What makes Austria a good case study for the impact of family-friendly policies?

Professor Landais and his research partners focused on Austria to test the effect of new family policies. The landlocked central European country is culturally similar to its large neighbour Germany, and similarly conservative in terms of social norms around how domestic life should be managed. This made it a suitable environment to test family policies, as their introduction could potentially have the biggest effect on mothers’ participation in the labour market.

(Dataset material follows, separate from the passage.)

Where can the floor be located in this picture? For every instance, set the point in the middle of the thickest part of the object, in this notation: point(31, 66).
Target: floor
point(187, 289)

Austria also holds a rich supply of localised data on family policy, increasing parental entitlements several times since 1960. Present day Austria is relatively generous to new parents who are currently entitled to up to 35 months of taxpayer-funded Shared Parental Leave, alongside two years of job protection. Austrian parents also have access to heavily subsidised childcare places. In Austria, around a quarter of children under the age of three, and 90 per cent of children aged between three and five, attend formal childcare settings such as nurseries.

Professor Landais says: “We focused on all changes in family policies since the 1960s, with the data enabling us to study how they interacted as a package towards women’s careers.”

At the end of his analysis, Professor Landais found that that the combined family policies in Austria have had very little effect on reducing gender inequality between men and women. Both in the short-term and long-term, the "child-penalty" remained stable despite the introduction of numerous policies.

To address our culture, we have to look beyond policies, to the norms that are so pervasive within society.

Policies can only do so much - cultural attitudes must also change

One of the main reasons for the blunted impact of additional family policies, the researchers suggest, is the enduring cultural norm in Austria that women are expected to provide maternal care. Professor Landais points out that these strong cultural family norms are not confined to Austria, citing the experiences of many working families in the UK during the COVID-19 pandemic restrictions in 2020 and 2021. While many parents had to simultaneously work remotely while providing home-schooling due to school closures, early studies have shown that the burden of looking after children fell disproportionately on women during this time, illustrating how deeply ingrained gender roles also remain in the UK.

Professor Landais says: “You can have couples with very challenging careers, both working from home, but in many cases women will end up doing the majority of the childcare. The experience of the pandemic shows us even when a situation places the same disadvantages on both parents, it is naive to assume both mothers and fathers will behave in the same way.

“To address our culture, we have to look beyond policies, to the norms that are so pervasive within society. These behaviours are very difficult to change and come up against very deeply ingrained patterns.”

Professor Landais was speaking to Peter Carrol, Media Relations Officer at LSE.